On the in-between state of matter

kw: book reviews, nonfiction, materials science, liquids

Mercury is the only element of ordinary experience that is a liquid. These days, though, now that electronic thermometers have replaced medical thermometers containing mercury, and fluorescent tubes have been mostly replaced by CFL's and LED's, it's hard for someone to obtain a large enough bit of mercury to play with. But mercury is not the only element that is liquid at "room temperature", if you count the temperature of a southern house in July without air conditioning:

• Mercury, symbol Hg, melting point -40°C (-40°F). A silvery metal, all of whose compounds are toxic to varying degrees (methyl mercury is one of the worst).
• Bromine, symbol Br, melting point -7°C (19°F). A brown liquid, hard to extract from its compounds, very toxic as an element. In a bromide salt it is used medically.
• Gallium, symbol Ga, melting point 30°C (86°F). A silvery metal, solid at comfortable temperatures, but will melt when held in your hand. In compounds such as gallium arsenide it is the basis for LED's and certain very high speed semiconductors.
• Cesium, symbol Cs, melting point 28°C (83°F). A slightly yellowish, shiny metal, it will also melt in your hand, but it would be dangerous to do so unless it is in a sealed glass vessel. Cesium will draw water from your skin and explode, much more violently than potassium or sodium do when dropped into water.
• Francium, symbol Fr, melting point 27°C (81°F). A brown semi-metal, extremely radioactive (half life is 22 minutes), it can only be produced in quantities large enough to be seen and experimented with using a nuclear reactor.
• NaK, an alloy of sodium (Na) and potassium (K), is liquid at or below 25°C (77°F) when the proportion of sodium is between 10% and 60%.

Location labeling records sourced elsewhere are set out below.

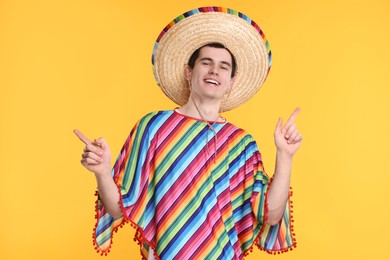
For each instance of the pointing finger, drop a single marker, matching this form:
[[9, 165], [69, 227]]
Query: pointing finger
[[82, 137], [290, 121]]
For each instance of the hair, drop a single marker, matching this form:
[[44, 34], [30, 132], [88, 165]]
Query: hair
[[195, 55]]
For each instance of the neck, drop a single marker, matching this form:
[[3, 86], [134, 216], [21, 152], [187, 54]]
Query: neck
[[198, 109]]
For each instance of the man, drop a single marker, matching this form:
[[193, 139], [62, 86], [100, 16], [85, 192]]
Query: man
[[191, 183]]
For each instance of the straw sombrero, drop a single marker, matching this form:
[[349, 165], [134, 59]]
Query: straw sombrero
[[198, 27]]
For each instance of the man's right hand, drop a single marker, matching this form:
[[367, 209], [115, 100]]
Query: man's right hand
[[96, 156]]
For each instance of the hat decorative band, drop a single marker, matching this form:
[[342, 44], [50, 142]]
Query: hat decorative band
[[196, 28]]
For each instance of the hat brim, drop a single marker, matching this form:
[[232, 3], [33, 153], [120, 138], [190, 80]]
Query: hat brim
[[196, 28]]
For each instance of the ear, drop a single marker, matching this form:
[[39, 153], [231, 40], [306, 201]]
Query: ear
[[187, 72]]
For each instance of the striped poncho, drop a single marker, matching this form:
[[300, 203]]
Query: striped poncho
[[189, 199]]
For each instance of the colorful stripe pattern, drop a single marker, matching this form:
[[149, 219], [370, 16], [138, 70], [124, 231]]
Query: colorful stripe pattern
[[183, 203], [214, 9]]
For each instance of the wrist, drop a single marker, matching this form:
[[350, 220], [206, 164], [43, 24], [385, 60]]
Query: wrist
[[283, 155]]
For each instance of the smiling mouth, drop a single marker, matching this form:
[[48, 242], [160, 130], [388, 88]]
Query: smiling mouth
[[211, 81]]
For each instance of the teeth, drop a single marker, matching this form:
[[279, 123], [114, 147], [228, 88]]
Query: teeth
[[212, 81]]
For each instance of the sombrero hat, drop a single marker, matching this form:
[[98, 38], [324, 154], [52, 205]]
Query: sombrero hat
[[198, 27]]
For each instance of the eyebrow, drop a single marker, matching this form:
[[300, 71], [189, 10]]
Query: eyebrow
[[210, 59]]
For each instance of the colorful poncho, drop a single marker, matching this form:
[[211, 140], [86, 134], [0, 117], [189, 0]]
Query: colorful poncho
[[189, 199]]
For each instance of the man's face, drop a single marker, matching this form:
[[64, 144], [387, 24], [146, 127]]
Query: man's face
[[211, 75]]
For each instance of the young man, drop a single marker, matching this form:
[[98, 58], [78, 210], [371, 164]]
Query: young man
[[191, 183]]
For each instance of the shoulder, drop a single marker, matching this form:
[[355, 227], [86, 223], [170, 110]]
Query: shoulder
[[156, 115], [239, 132]]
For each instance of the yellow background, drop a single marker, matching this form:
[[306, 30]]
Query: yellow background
[[86, 64]]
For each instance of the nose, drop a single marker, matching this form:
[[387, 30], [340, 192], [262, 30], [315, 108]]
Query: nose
[[214, 70]]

All other liquids with which we are familiar are compounds or mixtures of compounds. A baker's dozen (including Hg) are discussed in an enjoyable book, Liquid Rules: The Delightful and Dangerous Substances that Flow Through Our Lives, by Mark Miodnownik. Dr. Miodnownik is a materials scientist, and while most materials science deals with solids such as metals and ceramics, liquids are definitely materials, and fascinating materials at that.

Other than mercury, the half-dozen liquids listed above are not discussed. They are outside ordinary experience. The author uses the framework of an airline flight from London to San Francisco to tell us of familiar liquids such as kerosene (jet fuel), water, alcohol, and a few near-solids such as tar (it flows about a million times more slowly than water) and the "rock" of Earth's mantle, which flows slowly (a few inches per year) in a convection pattern that pushes the continents around and creates earthquakes and volcanoes.

Discussing "alcohol", which for most of us is ethyl alcohol, or ethanol, he tells how we use its moderate toxicity to fuddle our thinking to various degrees. He just touches on other chemicals that are also alcohols, such as methanol. I didn't know before that fermentation of grains produces both ethanol and a little methanol, and that the various post-processing steps used to prepare beer remove the methanol, making it safer to drink; also that distilling raw beer into whiskey has to be done properly to discard the methanol so we don't get "blind drunk" from methanol-laced moonshine. We are also a little familiar with rubbing alcohol, a mixture in water of a different, slightly larger molecule called isopropanol. A chemistry professor once talked of the toxicity curve of the alcohols, that methanol (with one carbon) being very toxic, ethanol (with two carbons) being less so, low enough for us to imbibe, propanol and isopropanol (3 carbons) being much more toxic, and that the toxicity continues to increase as the carbon chain gets longer, but then decreases. He speculated that a long enough "alcohol", maybe with 15 carbons, would be no more toxic than ethanol, and might provide the basis for a different kind of befuddling beverage. Since long-chain alcohols are rare in nature, it is unlikely that our bodies would have the right enzymes to dispose of them.

I could babble on, but it's better to leave it at that and encourage you to read the book. From ballpoint pen ink to saliva, and freon to ketchup, it is likely you'll learn something new in every chapter.